The researchers were able to localise mRNA molecules: the genetic material that encodes proteins. In this case, it was a protein called CaMKII, which plays an important role in a cascade of reactions that leads to the electrical firing of neurons.
‘Many neurological diseases are associated with proteins’
Animals and humans create memories by changing, strengthening, or weakening connections between neurons. How well they do so is defined by their so-called plasticity, their capacity for creating new connections. “Protein CaMKII plays a role in the plasticity,” says second author Carlas Smith, Assistant Professor at the Smart Optics Lab at the Delft Center for Systems and Control and Imaging Physics (AS and 3mE Faculties). “It is important that we get a better understanding of the role of proteins in the functioning of neurons. Many neurological diseases are associated with proteins. Chances are that similar proteins such as CaMKII also play a role in humans.”

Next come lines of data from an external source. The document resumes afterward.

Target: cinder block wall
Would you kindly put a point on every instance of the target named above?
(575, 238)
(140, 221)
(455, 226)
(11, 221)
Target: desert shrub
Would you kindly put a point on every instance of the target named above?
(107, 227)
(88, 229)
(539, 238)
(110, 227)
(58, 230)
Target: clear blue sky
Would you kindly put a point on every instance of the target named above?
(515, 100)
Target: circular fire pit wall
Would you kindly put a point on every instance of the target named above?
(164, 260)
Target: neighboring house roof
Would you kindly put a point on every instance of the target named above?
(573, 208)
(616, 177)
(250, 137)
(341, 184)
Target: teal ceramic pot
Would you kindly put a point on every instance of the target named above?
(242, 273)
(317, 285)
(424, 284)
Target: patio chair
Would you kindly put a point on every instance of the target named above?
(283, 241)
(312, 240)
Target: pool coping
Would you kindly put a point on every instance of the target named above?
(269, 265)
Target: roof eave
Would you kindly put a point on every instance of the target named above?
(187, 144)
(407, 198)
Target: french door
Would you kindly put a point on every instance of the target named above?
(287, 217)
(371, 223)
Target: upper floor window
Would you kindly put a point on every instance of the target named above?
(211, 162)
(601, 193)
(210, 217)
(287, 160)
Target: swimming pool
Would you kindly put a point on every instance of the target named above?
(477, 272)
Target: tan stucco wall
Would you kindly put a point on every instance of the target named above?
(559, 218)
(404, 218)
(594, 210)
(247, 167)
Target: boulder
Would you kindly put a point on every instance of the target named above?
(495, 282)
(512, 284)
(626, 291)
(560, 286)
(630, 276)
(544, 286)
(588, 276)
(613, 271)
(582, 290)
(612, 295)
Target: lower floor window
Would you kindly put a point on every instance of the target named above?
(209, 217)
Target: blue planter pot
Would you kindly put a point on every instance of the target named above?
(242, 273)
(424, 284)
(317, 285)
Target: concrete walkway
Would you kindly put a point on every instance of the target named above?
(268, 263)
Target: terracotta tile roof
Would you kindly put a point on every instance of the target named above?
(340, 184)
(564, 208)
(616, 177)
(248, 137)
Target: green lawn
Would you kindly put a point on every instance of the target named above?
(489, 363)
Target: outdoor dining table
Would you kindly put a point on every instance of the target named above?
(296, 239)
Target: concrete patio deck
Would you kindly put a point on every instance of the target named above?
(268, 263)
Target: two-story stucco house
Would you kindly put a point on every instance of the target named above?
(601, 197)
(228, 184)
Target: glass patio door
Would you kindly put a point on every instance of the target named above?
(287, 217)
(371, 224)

As far as Smith knows, his team was the first to obtain images of single mRNA molecules within neurons in an intact brain at single-cell resolution. Smith was the principal investigator (research leader), yet would like to emphasise that most credit should go to Jessica Mitchell, a post doc in his team. “And you should also mention distinguished Oxford neuroscientist Scott Waddell, as one of the authors,” the TU Delft researcher adds.
Electric shocks
Right, so how did the researchers go about it? The imaging scientists put hundreds of fruit flies in transparent polyvinyl tubes with strong odours at one end. When in the vicinity of the scent, the insects received an electric shock through a small electrode. That experience set in motion a cascade of reactions in their brains, ultimately leading to memorisation of the event and aversive conditioning.

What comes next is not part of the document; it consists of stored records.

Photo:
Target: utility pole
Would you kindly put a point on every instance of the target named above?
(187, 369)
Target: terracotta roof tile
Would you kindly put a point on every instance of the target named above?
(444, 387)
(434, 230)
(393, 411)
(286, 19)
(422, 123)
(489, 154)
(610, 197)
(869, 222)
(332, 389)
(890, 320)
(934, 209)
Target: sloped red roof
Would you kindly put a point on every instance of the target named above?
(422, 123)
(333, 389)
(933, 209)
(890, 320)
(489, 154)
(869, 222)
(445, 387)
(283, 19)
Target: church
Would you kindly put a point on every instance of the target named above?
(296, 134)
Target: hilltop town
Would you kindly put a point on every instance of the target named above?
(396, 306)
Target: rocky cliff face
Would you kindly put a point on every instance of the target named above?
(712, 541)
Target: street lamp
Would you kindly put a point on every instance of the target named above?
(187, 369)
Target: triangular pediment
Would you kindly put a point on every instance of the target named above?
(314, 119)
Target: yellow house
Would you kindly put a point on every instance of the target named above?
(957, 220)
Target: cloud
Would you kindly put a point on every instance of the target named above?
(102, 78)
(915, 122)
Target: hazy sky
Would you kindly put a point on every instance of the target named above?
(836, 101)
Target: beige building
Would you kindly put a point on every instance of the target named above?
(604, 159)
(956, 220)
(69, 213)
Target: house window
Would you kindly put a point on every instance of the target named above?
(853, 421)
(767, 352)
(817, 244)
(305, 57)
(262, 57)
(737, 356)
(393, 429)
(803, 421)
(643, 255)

To find out how long it takes for the mRNA molecules, that play an important role in this process, to arrive at the scene (in the dendrites), the researchers extracted fly brains at different intervals after the olfactory learning experience. After this, they used a technique called single-molecule fluorescence in situ hybridisation, in which you use fluorescent dye to visualise molecules within single cells.
Smith is specialised in super-resolution microscopy. Ultimately he hopes to perform a similar trick in live fruit flies. He received a Veni grant from the Netherlands Organisation for Scientific Research a couple of years ago for super-resolution microscopy in live tissue.